Javier Muguerza (1990, p. 46) considera interesante este estado de tensión que para él es la perplejidad, ya que es la antesala de la búsqueda -la filosofía apenas es más que un conjunto de cuestiones incesantemente planteadas y vueltas a replantear, de problemas siempre abiertos, de perplejidades que nos asaltan una y otra vez. De tal manera, indica este autor, que, si para la inmensa mayoría de los mortales, incluida la inmensa mayoría de los filósofos (y, por supuesto, el que esto escribe), la perduración de un estado de irresuelta perplejidad tendría bastante más de pesadilla, y hasta de maldición, que de dádiva o de regalo de los cielos, algunos escasos filósofos pueden disfrutar con el don de la perplejidad, puesto que es el único padecimiento filosófico capaz de inmunizarnos contra el escepticismo propio de la ignorancia y la certeza del dogmatismo.

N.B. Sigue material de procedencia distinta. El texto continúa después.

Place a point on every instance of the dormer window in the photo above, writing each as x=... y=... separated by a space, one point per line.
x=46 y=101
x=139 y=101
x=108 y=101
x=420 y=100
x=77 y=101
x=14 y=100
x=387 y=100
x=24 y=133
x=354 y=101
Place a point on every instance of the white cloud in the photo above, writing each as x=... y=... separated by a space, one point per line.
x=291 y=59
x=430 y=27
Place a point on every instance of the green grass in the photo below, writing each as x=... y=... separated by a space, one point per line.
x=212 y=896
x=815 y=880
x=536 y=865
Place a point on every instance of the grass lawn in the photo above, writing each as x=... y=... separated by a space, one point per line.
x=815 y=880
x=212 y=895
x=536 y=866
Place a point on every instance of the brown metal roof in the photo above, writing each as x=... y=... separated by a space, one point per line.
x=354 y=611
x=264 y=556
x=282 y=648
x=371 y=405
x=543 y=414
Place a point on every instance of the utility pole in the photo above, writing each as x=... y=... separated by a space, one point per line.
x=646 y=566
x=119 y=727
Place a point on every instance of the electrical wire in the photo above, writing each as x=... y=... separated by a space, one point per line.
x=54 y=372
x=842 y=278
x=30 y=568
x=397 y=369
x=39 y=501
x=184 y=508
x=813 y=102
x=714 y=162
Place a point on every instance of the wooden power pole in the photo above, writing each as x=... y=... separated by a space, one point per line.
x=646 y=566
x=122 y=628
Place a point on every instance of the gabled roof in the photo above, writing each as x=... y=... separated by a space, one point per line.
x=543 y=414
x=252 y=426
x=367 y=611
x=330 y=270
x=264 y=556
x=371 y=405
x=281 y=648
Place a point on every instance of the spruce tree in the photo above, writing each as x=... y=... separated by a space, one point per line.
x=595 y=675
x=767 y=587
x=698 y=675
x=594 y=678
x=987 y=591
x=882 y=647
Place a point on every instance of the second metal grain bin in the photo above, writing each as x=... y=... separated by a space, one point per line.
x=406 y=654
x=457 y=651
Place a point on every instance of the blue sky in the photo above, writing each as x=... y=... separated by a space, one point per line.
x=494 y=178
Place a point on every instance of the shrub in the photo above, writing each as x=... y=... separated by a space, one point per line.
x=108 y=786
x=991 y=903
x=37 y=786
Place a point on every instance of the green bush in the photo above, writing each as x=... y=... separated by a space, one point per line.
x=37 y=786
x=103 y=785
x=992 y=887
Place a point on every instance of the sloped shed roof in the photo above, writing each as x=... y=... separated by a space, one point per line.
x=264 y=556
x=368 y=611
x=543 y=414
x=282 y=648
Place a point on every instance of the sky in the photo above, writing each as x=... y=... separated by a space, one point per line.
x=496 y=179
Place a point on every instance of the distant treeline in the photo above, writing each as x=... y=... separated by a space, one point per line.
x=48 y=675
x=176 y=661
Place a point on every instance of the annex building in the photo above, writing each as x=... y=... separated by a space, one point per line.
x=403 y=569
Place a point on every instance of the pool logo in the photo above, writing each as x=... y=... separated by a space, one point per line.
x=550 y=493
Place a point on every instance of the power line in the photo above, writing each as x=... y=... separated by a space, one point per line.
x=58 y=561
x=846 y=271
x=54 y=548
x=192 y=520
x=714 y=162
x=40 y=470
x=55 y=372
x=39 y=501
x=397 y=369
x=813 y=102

Pero no debemos renunciar a entender este presente confuso haciendo de la perplejidad una razón de vida o la base de una postura estética, si es que aspiramos a actuar de alguna manera sobre la realidad. Muy al contrario, el dinamismo del mundo actual no respeta la automarginación para dedicarse a contemplar los afanes humanos (demasiados de ellos trágicos) desde un hipotético Olimpo resguardado de dudas y tensiones. Al final, hay que actuar y para hacerlo hay que tratar de comprender; es decir, no renunciar, cuanto menos, a utilizar la razón, como indica Muguerza (1990, p. 662) -Cualquiera que sea el grado de perplejidad teórica en que uno esté sumido, hay ocasiones en la vida en que no queda más remedio que optar por una u otra alternativa. La opción por la razón frente a la sinrazón es una de ellas. Es, sin lugar a dudas, la opción fundamental. Y la necesidad de optar por la razón es de índole eminentemente práctica.

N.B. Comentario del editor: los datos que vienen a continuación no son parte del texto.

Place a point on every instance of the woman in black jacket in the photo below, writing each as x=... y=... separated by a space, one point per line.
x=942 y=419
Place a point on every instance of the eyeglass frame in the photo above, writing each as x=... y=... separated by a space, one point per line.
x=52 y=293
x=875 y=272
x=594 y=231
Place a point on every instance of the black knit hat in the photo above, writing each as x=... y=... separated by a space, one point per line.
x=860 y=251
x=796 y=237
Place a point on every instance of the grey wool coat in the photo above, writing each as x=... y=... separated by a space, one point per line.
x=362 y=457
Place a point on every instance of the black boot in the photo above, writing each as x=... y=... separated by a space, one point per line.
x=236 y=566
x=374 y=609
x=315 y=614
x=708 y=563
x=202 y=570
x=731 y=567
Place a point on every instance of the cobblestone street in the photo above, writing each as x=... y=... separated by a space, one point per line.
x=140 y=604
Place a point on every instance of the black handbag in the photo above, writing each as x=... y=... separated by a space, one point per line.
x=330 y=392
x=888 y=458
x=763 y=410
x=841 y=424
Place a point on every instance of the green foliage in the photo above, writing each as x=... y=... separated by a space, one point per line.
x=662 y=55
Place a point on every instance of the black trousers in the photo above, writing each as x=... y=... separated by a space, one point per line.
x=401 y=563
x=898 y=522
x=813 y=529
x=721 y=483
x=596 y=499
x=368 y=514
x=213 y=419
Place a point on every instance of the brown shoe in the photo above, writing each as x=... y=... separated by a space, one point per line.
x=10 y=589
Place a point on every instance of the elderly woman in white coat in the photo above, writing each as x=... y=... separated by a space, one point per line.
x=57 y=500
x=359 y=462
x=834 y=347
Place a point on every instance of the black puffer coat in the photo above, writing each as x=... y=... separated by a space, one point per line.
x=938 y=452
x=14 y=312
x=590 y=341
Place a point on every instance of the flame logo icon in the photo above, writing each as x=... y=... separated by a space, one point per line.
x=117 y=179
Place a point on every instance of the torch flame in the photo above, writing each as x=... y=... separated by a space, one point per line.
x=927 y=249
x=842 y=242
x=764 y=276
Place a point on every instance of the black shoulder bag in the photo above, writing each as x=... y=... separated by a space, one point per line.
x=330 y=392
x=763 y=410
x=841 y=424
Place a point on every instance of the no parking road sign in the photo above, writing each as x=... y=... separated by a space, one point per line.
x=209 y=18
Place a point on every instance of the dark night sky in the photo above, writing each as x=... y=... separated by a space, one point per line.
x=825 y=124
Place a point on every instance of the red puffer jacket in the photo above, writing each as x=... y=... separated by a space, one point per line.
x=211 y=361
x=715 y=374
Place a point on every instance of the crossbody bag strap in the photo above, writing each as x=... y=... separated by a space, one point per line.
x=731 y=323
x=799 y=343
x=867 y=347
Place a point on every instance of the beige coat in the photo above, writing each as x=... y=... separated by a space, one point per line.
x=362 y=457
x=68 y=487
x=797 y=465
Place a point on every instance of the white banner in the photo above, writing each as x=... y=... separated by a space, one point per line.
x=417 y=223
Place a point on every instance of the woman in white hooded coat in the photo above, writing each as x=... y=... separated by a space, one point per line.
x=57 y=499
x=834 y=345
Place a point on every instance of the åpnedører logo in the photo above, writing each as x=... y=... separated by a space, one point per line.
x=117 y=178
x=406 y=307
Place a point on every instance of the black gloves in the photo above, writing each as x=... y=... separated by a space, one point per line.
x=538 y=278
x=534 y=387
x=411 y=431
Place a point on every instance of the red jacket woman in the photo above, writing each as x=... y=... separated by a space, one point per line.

Así, pues, en nuestros confusos días y como previo requisito a la intención de actuar sobre el mundo -tarea propia de cíclopes, si se trata de transformarlo- o al menos de no abandonarlo del todo a su controvertido rumbo, habría que plantearse (o replantearse) la imperiosa necesidad de volver a interpretarlo; de comprenderlo en su acelerado dinamismo y en su creciente complejidad, tarea, a mi parecer, no menos ciclópea.

Mayo, 2000.



[1] Jornadas sobre medios de comunicación: presente y futuro. Barcelona, 3-4 de junio de 2000, organizadas por el Consell d’Edicions del Centre d’Estudis y Debats de l’Esquerra Socialista de Catalunya. Se publicó parcialmente como artículo en la revista Escrits nº 21, hivern, 2006.
[2] Tema que he abordado en El lienzo de Penélope. España y la desazón constituyente (1812-1978), Madrid, Los libros de la catarata, 1999.
[3] Agnoli, J. & Brückner, P. (1971) (primera edición alemana en 1968): La transformación de la democracia, Méjico, Siglo XXI.
[4] Sobre este asunto, ya, en el siglo XVI, reflexionó Etienne de La Böetie en El discurso de la servidumbre voluntaria.
[5] Los economistas quieren que los obreros sigan en la sociedad tal como está establecida y tal como la han consignado y sellado en sus manuales. Marx, C. (1974): Miseria de la filosofía.
[6] Este tema lo he abordado con más extensión en el capítulo “Gobierno y convivencia. Apunte sobre el origen urbano de la política”, en la obra colectiva: Política y comunicación. Conciencia cívica, espacio público y nacionalismo, Madrid, Los libros de la catarata, 1999.
[7] M. Ferro “Medios y comprensión del mundo”, en Le Monde diplomatique (1998): Pensamiento crítico vs. Pensamiento único, Madrid, Debate.
[8] Camps, V., "El sentido olvidado de la ética", reseña del libro de E. Lledó Memoria de la ética, (El País, "Babelia", 12-XI-1994, p.13).